Como estabelecer uma estratégia investigativa arrodeado de armadilhas como essas, sem ulcerar diante de uma ciência alérgica às formas, às aparências, a todas essas coisas sensíveis que ela tende a desprezar, pelo motivo de que elas não podem reduzir-se a uma intelectualidade pura? [25] Uma ciência sem um caráter rizomático, em termos deleuzianos, parece incapaz de respeitar o caráter público das universidades públicas, fazendo destas cúmplices ferozes do império mercadológico mundial que lamina e nega o que somos, que desconstitui nossa maneira de pensar e existir em nossos territórios; que desalinha-nos a sabedoria de viver integralmente e integrados aos sistemas sociais e naturais que remontam às nossas origens, desagregando-nos: árvore sem frutos, soja sem grão, planeta sem atmosfera, ar sem pulmão.

Ignorar o que está em jogo no contínuo desenvolvimento das práticas científicas é uma posição política que joga no risco de fortalecer a brutalidade nas relações entre conhecimento, poder e cultura – ainda negamos que a subjetividade e os ideais dos pesquisadores aparecem em seus produtos? [26]

Sentidos, poderes, conhecimentos; exercícios políticos, fomento, produção científica… reagentes e catalizadores do imenso metabolismo social que corporifica instituições, estabelece regras (formais ou não) para os fluxos circulatórios de gentes e coisas, nutridos pelos interstícios econômicos, artísticos, políticos e poéticos, que agregam-se em territórios existenciais com mais ou menos organicidade, mais ou menos harmônicos, em estados provisórios, latentes, sempre em (des)equilíbrio dinâmico.

É justamente pela possibilidade concreta que nos oferece o dinamismo político das instituições que se abrem os espaços de disputa cabíveis, onde surgem os germens que resistem ao fluxo massivo do produtivismo industrial, ainda que sujeita às mesmas regras, uma academia que não se esquadrinha simplesmente pela régua da quantidade e persiste em ser lócus insubmisso às ordens generalizantes.

É neste “arremedo de estamparias” que se elegem algumas categorias conceituais, algumas forças-que-formam pensamento para discorrer sobre a movimentação cidade-campo.
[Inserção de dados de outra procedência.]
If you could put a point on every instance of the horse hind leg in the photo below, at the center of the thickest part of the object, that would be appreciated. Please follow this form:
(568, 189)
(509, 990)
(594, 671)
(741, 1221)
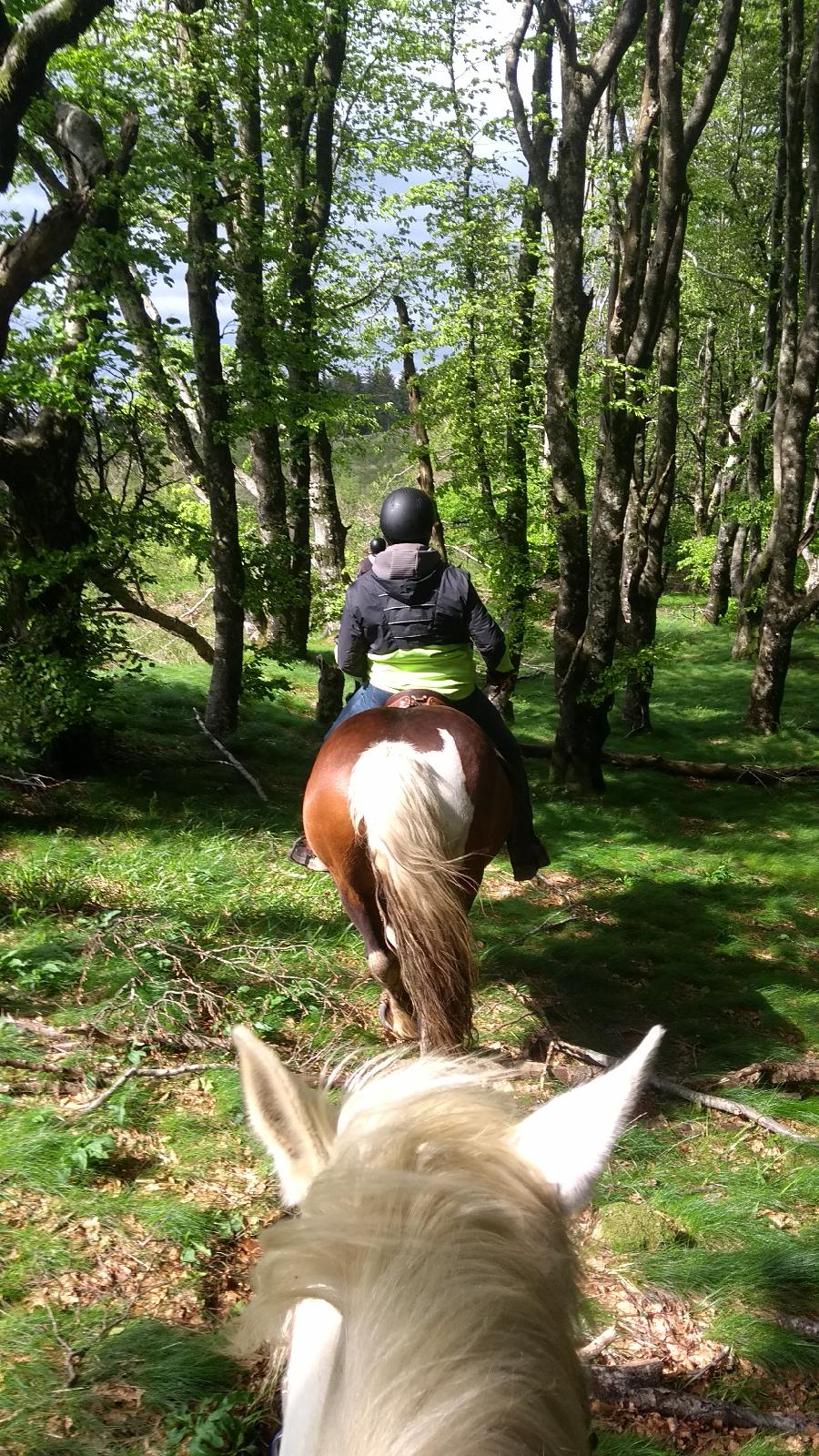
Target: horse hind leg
(395, 1009)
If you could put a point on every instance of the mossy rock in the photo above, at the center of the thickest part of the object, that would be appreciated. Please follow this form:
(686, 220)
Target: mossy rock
(630, 1228)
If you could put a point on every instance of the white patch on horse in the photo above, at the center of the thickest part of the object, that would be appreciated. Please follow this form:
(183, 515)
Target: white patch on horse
(314, 1346)
(455, 800)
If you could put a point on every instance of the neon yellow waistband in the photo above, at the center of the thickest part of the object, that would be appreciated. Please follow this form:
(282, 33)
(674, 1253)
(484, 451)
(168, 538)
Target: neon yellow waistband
(446, 670)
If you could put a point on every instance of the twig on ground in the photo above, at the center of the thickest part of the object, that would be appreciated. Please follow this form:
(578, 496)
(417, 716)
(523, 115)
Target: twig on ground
(703, 1370)
(547, 925)
(197, 604)
(230, 759)
(771, 1074)
(69, 1356)
(617, 1387)
(33, 783)
(809, 1329)
(678, 1089)
(189, 1069)
(758, 774)
(21, 1065)
(598, 1344)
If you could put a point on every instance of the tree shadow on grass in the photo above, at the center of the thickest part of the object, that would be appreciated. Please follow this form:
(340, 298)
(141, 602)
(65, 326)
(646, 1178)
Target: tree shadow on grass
(658, 953)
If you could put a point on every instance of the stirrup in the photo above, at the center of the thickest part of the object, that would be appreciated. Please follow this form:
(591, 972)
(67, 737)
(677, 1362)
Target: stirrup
(302, 854)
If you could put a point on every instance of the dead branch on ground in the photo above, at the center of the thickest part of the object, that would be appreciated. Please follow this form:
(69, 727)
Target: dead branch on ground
(676, 1089)
(627, 1387)
(189, 1069)
(758, 774)
(230, 759)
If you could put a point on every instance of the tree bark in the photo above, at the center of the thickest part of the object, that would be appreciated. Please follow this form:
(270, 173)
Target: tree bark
(310, 120)
(646, 579)
(426, 477)
(588, 611)
(329, 531)
(702, 499)
(796, 397)
(222, 708)
(720, 582)
(25, 51)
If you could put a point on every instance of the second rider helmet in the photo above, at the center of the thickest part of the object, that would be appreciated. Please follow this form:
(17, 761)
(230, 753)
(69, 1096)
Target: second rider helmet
(407, 516)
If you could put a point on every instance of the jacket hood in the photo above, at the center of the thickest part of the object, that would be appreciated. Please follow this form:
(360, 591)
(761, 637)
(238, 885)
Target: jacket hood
(407, 570)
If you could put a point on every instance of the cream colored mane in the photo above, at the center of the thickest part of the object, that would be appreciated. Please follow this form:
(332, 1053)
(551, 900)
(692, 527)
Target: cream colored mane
(443, 1251)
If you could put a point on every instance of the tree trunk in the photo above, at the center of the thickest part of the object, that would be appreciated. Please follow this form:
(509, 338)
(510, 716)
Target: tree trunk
(702, 501)
(310, 121)
(722, 584)
(222, 708)
(653, 509)
(426, 477)
(254, 328)
(797, 379)
(329, 531)
(589, 587)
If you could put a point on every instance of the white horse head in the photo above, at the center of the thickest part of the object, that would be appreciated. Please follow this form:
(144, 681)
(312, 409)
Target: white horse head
(428, 1289)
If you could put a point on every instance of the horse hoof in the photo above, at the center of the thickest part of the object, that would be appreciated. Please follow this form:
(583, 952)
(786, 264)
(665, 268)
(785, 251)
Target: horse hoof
(385, 1014)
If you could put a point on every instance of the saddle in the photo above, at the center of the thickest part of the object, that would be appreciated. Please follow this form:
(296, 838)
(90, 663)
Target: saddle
(417, 698)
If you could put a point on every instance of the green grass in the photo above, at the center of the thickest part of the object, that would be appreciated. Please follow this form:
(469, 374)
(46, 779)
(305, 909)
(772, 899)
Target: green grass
(153, 900)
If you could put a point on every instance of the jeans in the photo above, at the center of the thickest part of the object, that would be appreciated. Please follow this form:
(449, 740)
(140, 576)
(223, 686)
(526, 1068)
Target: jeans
(479, 708)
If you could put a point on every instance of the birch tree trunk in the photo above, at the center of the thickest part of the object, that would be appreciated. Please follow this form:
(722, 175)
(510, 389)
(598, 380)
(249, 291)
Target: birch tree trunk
(426, 477)
(796, 393)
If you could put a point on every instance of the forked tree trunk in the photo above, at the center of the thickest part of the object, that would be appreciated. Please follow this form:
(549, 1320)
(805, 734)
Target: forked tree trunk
(702, 499)
(329, 531)
(720, 579)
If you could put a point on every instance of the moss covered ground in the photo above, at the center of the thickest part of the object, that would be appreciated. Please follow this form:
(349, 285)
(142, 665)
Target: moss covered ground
(149, 906)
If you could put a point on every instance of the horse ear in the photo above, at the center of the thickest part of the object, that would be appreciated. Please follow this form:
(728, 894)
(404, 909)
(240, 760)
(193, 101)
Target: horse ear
(296, 1123)
(569, 1140)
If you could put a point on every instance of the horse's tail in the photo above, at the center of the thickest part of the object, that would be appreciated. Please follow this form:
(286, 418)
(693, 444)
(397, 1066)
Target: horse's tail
(414, 827)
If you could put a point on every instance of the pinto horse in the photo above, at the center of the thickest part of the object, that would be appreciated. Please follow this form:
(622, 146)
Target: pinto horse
(424, 1302)
(405, 807)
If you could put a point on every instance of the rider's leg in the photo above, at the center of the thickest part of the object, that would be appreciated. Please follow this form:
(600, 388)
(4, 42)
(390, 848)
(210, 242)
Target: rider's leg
(525, 849)
(361, 699)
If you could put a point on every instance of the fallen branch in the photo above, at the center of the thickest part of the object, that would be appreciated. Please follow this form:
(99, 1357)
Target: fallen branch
(193, 1041)
(137, 608)
(678, 1089)
(33, 783)
(188, 1070)
(687, 769)
(598, 1344)
(617, 1388)
(773, 1074)
(230, 759)
(809, 1329)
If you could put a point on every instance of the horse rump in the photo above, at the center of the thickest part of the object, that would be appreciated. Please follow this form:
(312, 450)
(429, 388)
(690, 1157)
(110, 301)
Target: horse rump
(414, 817)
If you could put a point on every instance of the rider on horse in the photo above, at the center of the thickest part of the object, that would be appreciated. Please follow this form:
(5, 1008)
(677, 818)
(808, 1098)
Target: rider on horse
(409, 623)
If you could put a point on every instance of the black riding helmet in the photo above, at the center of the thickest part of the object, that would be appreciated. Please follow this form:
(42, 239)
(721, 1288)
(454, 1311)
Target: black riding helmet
(407, 516)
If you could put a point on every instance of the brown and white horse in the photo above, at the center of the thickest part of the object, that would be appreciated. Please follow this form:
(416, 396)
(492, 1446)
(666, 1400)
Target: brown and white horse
(405, 807)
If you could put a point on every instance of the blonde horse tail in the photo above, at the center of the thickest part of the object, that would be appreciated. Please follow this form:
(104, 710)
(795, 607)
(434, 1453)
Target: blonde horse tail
(416, 829)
Se o preço desse arremedo é facear frontalmente o imaginário ocidental, aceitemos o desafio tal qual Bruno Latour [27] se lançou:

Qualquer que seja a etiqueta, a questão é sempre a de reatar o nó górdio atravessando, tantas vezes quantas forem necessárias, o corte que separa os conhecimentos exatos e o exercício do poder, digamos a natureza e a cultura. Nós mesmos somos híbridos, instalados precariamente no interior das instituições científicas, meio engenheiros, meio filósofos, um terço instruídos sem que o desejássemos; optamos por descrever as tramas onde quer que estas nos levem.
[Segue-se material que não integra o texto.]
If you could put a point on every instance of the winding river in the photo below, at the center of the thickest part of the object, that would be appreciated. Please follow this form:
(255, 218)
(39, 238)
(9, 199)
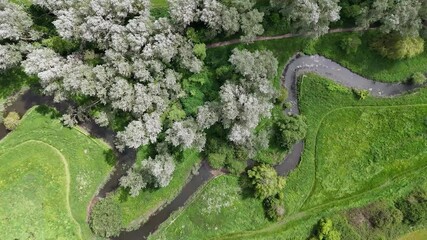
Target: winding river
(298, 65)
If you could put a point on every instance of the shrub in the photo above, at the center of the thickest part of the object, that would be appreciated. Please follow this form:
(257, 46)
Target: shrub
(413, 207)
(291, 129)
(105, 218)
(325, 230)
(275, 208)
(310, 47)
(265, 181)
(216, 160)
(386, 217)
(361, 94)
(351, 43)
(418, 78)
(60, 45)
(235, 166)
(199, 50)
(396, 47)
(11, 121)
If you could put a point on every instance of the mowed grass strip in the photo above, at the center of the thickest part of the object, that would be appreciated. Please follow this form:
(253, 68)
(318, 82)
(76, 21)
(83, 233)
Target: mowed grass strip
(353, 136)
(34, 177)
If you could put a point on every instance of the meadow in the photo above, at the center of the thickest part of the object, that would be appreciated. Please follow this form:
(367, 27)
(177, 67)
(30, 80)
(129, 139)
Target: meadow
(49, 175)
(386, 138)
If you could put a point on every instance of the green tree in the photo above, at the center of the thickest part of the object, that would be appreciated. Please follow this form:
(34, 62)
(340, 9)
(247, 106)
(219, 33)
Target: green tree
(418, 78)
(291, 129)
(351, 43)
(11, 121)
(265, 181)
(396, 47)
(105, 219)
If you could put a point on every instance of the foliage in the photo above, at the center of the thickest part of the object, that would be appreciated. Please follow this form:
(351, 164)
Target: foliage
(11, 121)
(105, 218)
(402, 17)
(291, 129)
(418, 78)
(396, 47)
(265, 181)
(413, 207)
(361, 94)
(310, 16)
(155, 173)
(351, 44)
(34, 172)
(325, 230)
(275, 208)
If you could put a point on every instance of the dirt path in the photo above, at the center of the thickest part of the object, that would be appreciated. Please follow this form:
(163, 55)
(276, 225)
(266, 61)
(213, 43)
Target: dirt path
(288, 35)
(297, 65)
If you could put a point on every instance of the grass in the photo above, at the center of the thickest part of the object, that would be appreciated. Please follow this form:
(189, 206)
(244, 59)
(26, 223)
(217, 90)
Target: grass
(159, 3)
(417, 235)
(220, 207)
(381, 164)
(48, 177)
(137, 209)
(367, 62)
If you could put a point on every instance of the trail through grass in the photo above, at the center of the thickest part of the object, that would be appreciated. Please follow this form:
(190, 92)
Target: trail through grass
(48, 177)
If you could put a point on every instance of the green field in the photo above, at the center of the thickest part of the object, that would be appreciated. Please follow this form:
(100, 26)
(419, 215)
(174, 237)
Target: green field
(330, 178)
(417, 235)
(137, 209)
(48, 177)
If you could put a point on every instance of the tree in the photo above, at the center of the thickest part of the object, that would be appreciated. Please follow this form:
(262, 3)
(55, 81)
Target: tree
(265, 181)
(397, 47)
(325, 230)
(291, 129)
(105, 218)
(310, 16)
(153, 172)
(402, 17)
(351, 43)
(15, 22)
(11, 121)
(186, 134)
(418, 78)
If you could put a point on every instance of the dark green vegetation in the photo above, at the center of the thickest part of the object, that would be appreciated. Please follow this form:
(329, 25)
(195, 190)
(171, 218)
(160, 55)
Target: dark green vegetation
(137, 209)
(105, 218)
(365, 174)
(48, 177)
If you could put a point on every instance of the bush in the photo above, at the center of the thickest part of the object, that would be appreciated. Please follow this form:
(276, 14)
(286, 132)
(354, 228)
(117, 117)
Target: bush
(418, 78)
(105, 219)
(413, 207)
(235, 166)
(351, 43)
(61, 46)
(385, 217)
(291, 129)
(325, 230)
(265, 181)
(11, 121)
(199, 50)
(275, 208)
(361, 94)
(216, 160)
(396, 47)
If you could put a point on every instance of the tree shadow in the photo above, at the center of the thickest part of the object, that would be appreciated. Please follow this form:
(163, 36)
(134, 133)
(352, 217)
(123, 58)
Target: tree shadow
(48, 111)
(110, 157)
(123, 194)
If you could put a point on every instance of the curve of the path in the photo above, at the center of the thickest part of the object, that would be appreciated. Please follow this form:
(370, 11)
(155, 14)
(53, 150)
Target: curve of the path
(67, 179)
(297, 66)
(283, 36)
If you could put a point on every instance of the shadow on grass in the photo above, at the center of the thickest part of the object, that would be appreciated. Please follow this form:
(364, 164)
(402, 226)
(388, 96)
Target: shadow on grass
(110, 157)
(48, 111)
(13, 79)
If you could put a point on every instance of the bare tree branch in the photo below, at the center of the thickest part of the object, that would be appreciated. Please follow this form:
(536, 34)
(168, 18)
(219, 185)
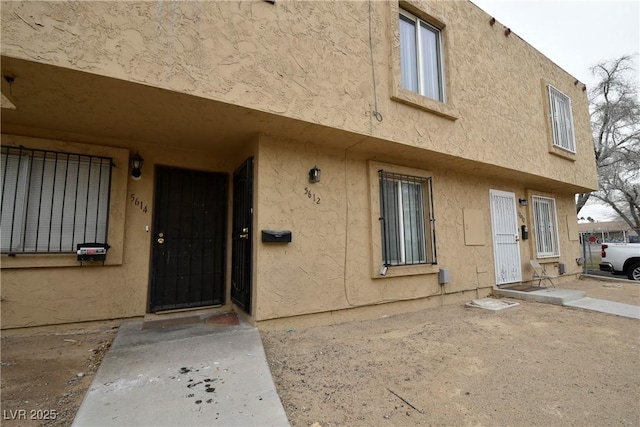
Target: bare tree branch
(615, 122)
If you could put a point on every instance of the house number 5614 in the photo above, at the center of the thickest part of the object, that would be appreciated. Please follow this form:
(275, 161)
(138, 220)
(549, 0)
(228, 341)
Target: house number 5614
(312, 196)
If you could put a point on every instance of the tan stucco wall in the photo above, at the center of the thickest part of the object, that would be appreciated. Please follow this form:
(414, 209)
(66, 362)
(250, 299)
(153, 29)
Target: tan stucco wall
(312, 61)
(34, 294)
(332, 261)
(305, 63)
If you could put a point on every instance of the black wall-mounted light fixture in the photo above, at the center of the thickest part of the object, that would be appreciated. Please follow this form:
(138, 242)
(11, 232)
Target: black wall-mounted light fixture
(136, 166)
(314, 175)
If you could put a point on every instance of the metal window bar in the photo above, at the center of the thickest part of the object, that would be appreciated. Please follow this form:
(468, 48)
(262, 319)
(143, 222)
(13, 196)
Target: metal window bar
(52, 206)
(562, 120)
(405, 202)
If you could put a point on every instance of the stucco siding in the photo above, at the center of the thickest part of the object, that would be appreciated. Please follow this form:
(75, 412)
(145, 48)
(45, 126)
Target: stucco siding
(332, 263)
(315, 61)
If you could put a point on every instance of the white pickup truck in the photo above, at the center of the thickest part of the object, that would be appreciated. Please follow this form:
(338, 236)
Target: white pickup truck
(621, 258)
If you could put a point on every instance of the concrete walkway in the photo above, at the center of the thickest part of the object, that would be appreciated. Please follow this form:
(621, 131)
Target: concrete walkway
(571, 298)
(189, 375)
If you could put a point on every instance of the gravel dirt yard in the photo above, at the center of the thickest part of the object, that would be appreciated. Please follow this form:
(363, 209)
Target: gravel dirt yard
(531, 365)
(45, 377)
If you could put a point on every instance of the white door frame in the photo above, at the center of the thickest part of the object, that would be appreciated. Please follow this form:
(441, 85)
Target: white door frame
(506, 246)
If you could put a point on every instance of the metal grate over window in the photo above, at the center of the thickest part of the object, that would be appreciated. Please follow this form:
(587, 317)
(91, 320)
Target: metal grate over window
(562, 120)
(51, 200)
(407, 223)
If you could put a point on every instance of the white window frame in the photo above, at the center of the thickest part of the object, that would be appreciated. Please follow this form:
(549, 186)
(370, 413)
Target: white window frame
(545, 222)
(51, 201)
(423, 81)
(562, 128)
(394, 253)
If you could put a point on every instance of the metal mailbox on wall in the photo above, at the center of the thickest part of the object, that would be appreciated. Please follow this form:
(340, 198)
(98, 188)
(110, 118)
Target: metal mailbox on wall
(92, 252)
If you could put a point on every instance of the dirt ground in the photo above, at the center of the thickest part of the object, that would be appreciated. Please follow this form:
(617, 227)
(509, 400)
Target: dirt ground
(45, 377)
(532, 365)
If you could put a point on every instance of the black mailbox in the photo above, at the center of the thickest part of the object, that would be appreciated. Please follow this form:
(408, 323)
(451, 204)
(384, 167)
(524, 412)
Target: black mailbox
(92, 252)
(276, 236)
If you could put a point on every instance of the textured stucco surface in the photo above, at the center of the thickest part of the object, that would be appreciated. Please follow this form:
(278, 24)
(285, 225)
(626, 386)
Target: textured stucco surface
(70, 293)
(332, 262)
(204, 85)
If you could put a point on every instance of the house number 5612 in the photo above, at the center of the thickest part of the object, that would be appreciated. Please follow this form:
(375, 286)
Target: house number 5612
(139, 203)
(312, 196)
Optando por este caminho analítico, assumimos que o tema da questão agrária pode ser ricamente estudado quando a análise crítica se pauta em suas dimensões culturais, em seus “processos” ou “redes” que tecem essa questão, no exercício acadêmico de gerar conversações entre retóricas, políticas e epistemes; Que as atividades sociais relacionadas com o ato de ocupar e socializar a terra para produzir alimentos (e com o ato de impedir este ato), ao requererem seu próprio universo distinto de significados e práticas nos fornecem pistas valiosas tanto para compreender os agenciamentos expostos e os produtos culturais à isso relacionado quanto para subsidiar a produção de outros sentidos, em articulações que tenham interesse à Divulgação de Ciência e Cultura e à Educação.

É neste cenário teórico-metodológico que produzo olhares sobre a movimentação cidade-campo a partir de pesquisa e vivência junto a algumas expressões agriculturais e camponesas do Estado de São Paulo, em sua maioria assentamentos da reforma agrária. Entrecortando o debate modernidade/pós-modernidade reafirmo a conceituação de cultura na relação entre significados e sentidos partilhados na sociedade para tencionar identidades e valores no entrelaçamento do mundo rural com o ideário moderno, sentidos camponeses e crise civilizatória.
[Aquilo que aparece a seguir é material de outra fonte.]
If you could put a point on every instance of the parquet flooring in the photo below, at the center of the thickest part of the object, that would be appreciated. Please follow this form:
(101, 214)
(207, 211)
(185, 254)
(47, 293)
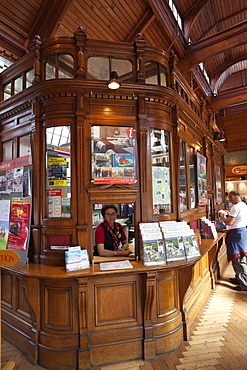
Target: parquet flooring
(218, 340)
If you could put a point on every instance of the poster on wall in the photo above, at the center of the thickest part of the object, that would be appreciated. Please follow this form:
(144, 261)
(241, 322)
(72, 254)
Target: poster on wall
(19, 224)
(202, 180)
(57, 171)
(218, 188)
(113, 155)
(161, 189)
(4, 222)
(54, 198)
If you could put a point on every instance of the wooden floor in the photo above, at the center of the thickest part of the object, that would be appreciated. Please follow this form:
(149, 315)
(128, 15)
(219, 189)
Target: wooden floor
(218, 342)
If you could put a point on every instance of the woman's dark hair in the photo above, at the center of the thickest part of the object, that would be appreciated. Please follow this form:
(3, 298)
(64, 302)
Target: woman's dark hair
(106, 207)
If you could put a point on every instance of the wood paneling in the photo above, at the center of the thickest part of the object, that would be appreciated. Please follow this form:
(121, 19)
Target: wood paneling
(94, 318)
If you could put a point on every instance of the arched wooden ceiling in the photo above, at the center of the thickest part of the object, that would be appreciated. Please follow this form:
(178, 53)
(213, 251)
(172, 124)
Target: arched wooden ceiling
(215, 33)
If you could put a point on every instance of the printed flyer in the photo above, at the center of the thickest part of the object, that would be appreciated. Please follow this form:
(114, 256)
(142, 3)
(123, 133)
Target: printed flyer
(113, 155)
(19, 223)
(4, 222)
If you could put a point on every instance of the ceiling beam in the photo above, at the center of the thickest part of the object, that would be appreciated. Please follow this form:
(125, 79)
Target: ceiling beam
(224, 100)
(214, 77)
(140, 27)
(191, 16)
(50, 15)
(163, 14)
(202, 50)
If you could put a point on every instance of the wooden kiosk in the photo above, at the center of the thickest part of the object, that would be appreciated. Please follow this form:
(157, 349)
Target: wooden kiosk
(84, 319)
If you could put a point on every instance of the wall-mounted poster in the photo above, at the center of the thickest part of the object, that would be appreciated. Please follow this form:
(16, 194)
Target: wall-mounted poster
(57, 171)
(19, 224)
(218, 187)
(202, 179)
(113, 159)
(4, 222)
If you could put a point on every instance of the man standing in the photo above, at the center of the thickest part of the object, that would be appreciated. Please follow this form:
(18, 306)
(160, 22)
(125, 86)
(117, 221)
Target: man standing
(236, 240)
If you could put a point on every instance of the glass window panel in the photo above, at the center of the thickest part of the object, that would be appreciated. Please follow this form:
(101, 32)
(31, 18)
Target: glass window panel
(24, 145)
(113, 156)
(151, 70)
(50, 68)
(163, 81)
(65, 66)
(18, 83)
(8, 150)
(123, 68)
(7, 91)
(58, 172)
(125, 216)
(192, 167)
(98, 68)
(161, 182)
(218, 185)
(29, 78)
(182, 179)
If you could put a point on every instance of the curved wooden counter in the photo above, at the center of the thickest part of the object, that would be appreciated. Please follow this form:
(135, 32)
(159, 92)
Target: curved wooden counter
(88, 318)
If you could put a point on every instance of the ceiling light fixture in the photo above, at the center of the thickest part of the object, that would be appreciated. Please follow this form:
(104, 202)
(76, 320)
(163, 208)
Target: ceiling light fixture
(113, 83)
(218, 136)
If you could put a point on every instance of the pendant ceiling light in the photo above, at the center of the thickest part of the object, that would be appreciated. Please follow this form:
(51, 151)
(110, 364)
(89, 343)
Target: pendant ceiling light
(113, 83)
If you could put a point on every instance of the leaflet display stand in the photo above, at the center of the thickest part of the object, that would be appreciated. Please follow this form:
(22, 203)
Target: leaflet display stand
(8, 258)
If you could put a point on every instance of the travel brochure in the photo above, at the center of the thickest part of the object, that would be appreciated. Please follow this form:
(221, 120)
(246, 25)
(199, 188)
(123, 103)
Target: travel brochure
(167, 241)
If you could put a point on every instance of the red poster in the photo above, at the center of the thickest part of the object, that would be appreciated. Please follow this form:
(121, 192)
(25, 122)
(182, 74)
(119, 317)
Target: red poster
(19, 224)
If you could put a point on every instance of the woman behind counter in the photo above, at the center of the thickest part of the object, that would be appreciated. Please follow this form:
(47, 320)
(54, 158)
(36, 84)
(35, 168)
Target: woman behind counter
(110, 234)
A Agroecologia motiva/anima este cenário investigativo e o retroalimenta, desde seus princípios conceituais, politizando a produção de conhecimento acadêmico ao reposicionar os atores envolvidos (entrosada às concepções dos estudos culturais da ciência); na relação dialética da localidade com a globalidade referente aos agroecossistemas e à inscrição cultural dos povos do campo, que ao forjarem neles intimidades seculares agenciam princípios agriculturais que restabelecem virtudes como resiliência ecológica e capacidade de prover segurança alimentar. Está em curso uma série de fenômenos envolvendo a cultura dos povos do campo, da floresta, povos indígenas, ribeirinhos e camponeses, que se adaptam à conjuntura do presente criando estratégias de re-existência em direção ao futuro.

A legitimação pública crescente destes agenciamentos tem implicado sério constrangimento ao conhecimento institucionalizado, às postulações da ideologia agronegociante, às normatizações de Estado, ao conjunto de símbolos e códigos que, massificado pelos espaços produtores de sentidos, traduzem o discurso único e a “monoculturalização” industrialista-consumista. Deslocam-se os territórios subjetivos e existenciais, abrem-se fissuras e feridas identitárias, despertam-se minoridades constitutivas dormentes e potentes.

Há no entanto uma clara imperceptibilidade social acerca destes vetores culturais – produzidos como ausência pelas representações culturais circulantes [28]. Mas se nos for permitido ampliar o espectro do que se apresenta no conjunto do que é “real”, aí encontraremos, ao menos, maior diversidade e possibilidades do existir. Isso nos inspira a refletir sobre os “despertares” para outras formas do fazer acontecer.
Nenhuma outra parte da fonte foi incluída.